MSNBC is typical in the way it points out the hypocrisy involved: “Spitzer, 48, built his political legacy on rooting out corruption, including several headline-making battles with Wall Street while serving as attorney general. He stormed into the governor’s office in 2006 with a historic share of the vote, vowing to continue his no-nonsense approach to fixing one of the nation’s worst governments. Time magazine had named him ‘Crusader of the Year’ when he was attorney general and the tabloids proclaimed him ‘Eliot Ness.’”

Ah, well. Hypocrisy is almost the only moral storyline the media knows how to present any more, but there is some payback due the man. “Is schadenfreude a sin?” asks the law blogger Stephen Bainbridge. “If so, I’m sinning big time today.”

One under-remarked piece of the story is that Spitzer didn’t exactly get caught in a whorehouse raid.
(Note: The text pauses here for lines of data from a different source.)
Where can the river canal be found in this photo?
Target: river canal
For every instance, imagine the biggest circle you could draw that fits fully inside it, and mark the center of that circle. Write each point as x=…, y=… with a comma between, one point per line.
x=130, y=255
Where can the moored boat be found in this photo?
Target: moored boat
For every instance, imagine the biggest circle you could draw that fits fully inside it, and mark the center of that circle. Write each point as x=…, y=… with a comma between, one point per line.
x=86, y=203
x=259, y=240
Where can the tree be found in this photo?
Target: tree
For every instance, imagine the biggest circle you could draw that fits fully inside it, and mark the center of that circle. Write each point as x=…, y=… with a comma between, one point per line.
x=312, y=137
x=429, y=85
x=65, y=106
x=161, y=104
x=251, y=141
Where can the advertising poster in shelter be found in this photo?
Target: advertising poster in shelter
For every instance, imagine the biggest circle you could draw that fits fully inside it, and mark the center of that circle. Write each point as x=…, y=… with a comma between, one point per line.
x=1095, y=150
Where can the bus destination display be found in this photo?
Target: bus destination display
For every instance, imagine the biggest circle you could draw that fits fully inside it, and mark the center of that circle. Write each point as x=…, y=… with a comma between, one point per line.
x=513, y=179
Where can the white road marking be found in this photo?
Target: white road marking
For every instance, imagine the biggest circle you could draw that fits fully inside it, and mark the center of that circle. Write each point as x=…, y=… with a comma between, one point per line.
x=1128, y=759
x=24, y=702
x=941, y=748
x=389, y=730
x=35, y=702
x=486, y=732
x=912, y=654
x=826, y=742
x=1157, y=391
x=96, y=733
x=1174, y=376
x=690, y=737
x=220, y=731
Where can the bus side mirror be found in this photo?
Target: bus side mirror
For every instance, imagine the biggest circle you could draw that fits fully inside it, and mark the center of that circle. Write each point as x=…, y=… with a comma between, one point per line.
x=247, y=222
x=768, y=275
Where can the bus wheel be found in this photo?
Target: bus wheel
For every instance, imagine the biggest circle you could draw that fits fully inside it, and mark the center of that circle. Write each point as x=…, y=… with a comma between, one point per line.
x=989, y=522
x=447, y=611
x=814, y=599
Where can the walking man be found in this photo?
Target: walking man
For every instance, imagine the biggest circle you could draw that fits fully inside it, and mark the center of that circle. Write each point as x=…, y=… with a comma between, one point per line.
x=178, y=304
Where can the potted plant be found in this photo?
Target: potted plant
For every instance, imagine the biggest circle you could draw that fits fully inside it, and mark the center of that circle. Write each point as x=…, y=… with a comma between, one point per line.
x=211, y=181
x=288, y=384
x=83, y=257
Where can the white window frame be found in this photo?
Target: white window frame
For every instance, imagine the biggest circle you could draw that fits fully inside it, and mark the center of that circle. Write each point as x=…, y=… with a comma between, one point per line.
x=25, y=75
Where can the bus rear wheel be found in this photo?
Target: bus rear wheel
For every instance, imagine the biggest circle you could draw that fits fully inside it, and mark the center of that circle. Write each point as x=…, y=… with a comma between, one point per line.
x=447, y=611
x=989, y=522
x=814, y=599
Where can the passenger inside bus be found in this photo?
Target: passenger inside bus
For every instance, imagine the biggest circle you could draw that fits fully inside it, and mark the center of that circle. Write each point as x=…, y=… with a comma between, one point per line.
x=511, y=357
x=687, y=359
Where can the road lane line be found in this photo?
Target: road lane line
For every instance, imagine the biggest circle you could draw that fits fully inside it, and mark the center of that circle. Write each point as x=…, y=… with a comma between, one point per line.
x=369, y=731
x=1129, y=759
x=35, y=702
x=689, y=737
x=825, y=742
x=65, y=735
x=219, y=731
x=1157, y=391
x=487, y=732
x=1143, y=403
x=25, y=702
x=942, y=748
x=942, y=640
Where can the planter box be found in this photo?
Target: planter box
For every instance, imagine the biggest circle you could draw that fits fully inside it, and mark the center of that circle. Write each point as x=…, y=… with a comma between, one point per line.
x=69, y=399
Apparently, the prostitution ring was busted because of Spitzer: His weird financial machinations got his bank transfers reported to the IRS, who told the FBI that they suspected he was paying bribes. The feds then got a wiretap and followed it on to the owners of the prostitution ring, who have now been indicted.

It’s a sad day when surveillance of the customers leads to the arrest of the sellers—when the pimps are more careful than the johns. And somehow, I don’t think the pimps are very happy with Eliot Spitzer right now. Good luck talking them out of testifying against you, governor.

Vive la Différence

Posted by Robert T. Miller on March 11, 2008, 2:56 AM

It’s hard to bring sex and mathematics together, but I like a challenge, and so I direct your attention to this story in the UK Telegraph about the changing sexual habits of the French.

Yes, I know, other than for the math, who cares?—but stick with me for a moment. The story describes a recent study that reaches the following conclusion: “A woman’s average number of [sexual] partners has risen from under two in 1970 to over five today, while a man’s has remained the same for four decades, almost 13.”

What’s interesting about this claim is that it’s mathematically impossible. That is, if we leave aside cases of homosexuality and assume that the number of men is equal to the number of women, then the average number of sexual partners for men must exactly equal that for women. It’s mathematically impossible that the men have on average more partners than the women.

This isn’t hard to see. Define a coupling as an ordered pair—x,y—where x is a woman, y is a man, and x has had sexual intercourse with y. Then the average number of sexual partners for women is the total number of couplings divided by the number of women, and the average number of sexual partners for men is the total number of couplings divided by the number of men. Since the numerators here are the same—the total number of couplings—and since the denominators are the same too (we assumed there are as many men as women), it follows that the quotients are the same as well. The average number of sexual partners for men and for women are therefore the same.

To illustrate, imagine that there are 100 men and 100 women, and 90 of the women are celibate, but the other 10 each copulate with all 100 of the men. If you think this means that the men have on average more sexual partners than the women, you haven’t been paying attention. Among the men, since each man has 10 partners, the men average 10 partners. Among the women, since 90 women each have zero partners and 10 women each have 100, the average is the sum of zero plus 1,000, all divided by 100, which is again an average of 10 partners. Or, to use the terminology from above, we have 1,000 couplings, and whether we divide that 1,000 by 100 men or by 100 women, we get an average of 10 sexual partners. (For those really interested in mathematics, the modes for the men and women do differ here: 10 for men, but zero for women.)

So what follows from this? Well, the authors of the study seem to think that it’s a great thing for sexual equality if French women are becoming as promiscuous as French men, so perhaps they’ll be happy to learn that, assuming promiscuity is properly measured by the average number of sexual partners, it’s bang-on certain that the women of France are as promiscuous as the men.

Of course, this has also been true in every other society that has ever existed, and a failure to excel at sexual promiscuity might be hard on the French ego. Not only do the Americans keep winning the Tour de France, but now it turns out that the French are no better sexually than, say, the Irish. Even worse, with French women reporting many fewer sexual partners than French men, it seems clear that the women are putting up a pretense of chastity while the men are bragging about non-existent sexual conquests.

The study thus seems to show that the French still harbor what may be thought traditional—even chauvinistic—attitudes about sexual promiscuity, i.e., that it’s good for him but not for her. That would be a bad job indeed and a grievous blow to France’s profound national commitment to liberté et égalité de sexualité, but, then again, if French women want to tell one set of lies about sex while French men want to tell another, perhaps the French would put the best face on it and say, vive la différence!